The image of librarians gets a lot of attention, with librarians frequently upset by the librarian as represented in popular culture. Here's a description of the profession from The Island of Lost Maps by Miles Harvey - a book about a map thief and about maps themselves that I read over the weekend.
What a vapid job title our culture gives to those honorable laborers the ancient Egyptians and Sumerians veriously called Learned Men of the Magic Library, Scribes of the Double House of Life, Mistresses of the House of Books, or Ordainers of the Universe. Librarian -- that mouth-contorting, graceless grind of a word, that dry gulch in the dictionary between libido and licentious -- it practically begs you to envision a stoop-shouldered loser, socks mismatched, eyes locked in a permanent squint from reading too much microfiche. If it were up to me, I would abolish the word entirely and turn back to the lexicological wisdom of the ancients, who saw librarians not as feeble sorters and shelvers but as heroic guardians. In Assyrian, Babylonian, and Egyptian cultures alike, those who toiled at the shelves were often bestowed with a proud, even soldierly title: Keeper of the Books. (113, Broadway paperback ed.)

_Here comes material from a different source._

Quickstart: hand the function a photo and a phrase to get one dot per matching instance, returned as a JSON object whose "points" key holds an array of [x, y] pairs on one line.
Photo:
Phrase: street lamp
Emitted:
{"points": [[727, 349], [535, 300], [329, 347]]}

This is one of those pats on the back that can make you cringe. Yes, special collections librarians do take preservation seriously, for good reason. But there's a lot more variety in the profession than keepers and preservers of books. The image of "heroic guardian" who saves books from people doesn't make me that much happier than "stoop-shouldered loser" - unless the heroics are tongue-in-cheek.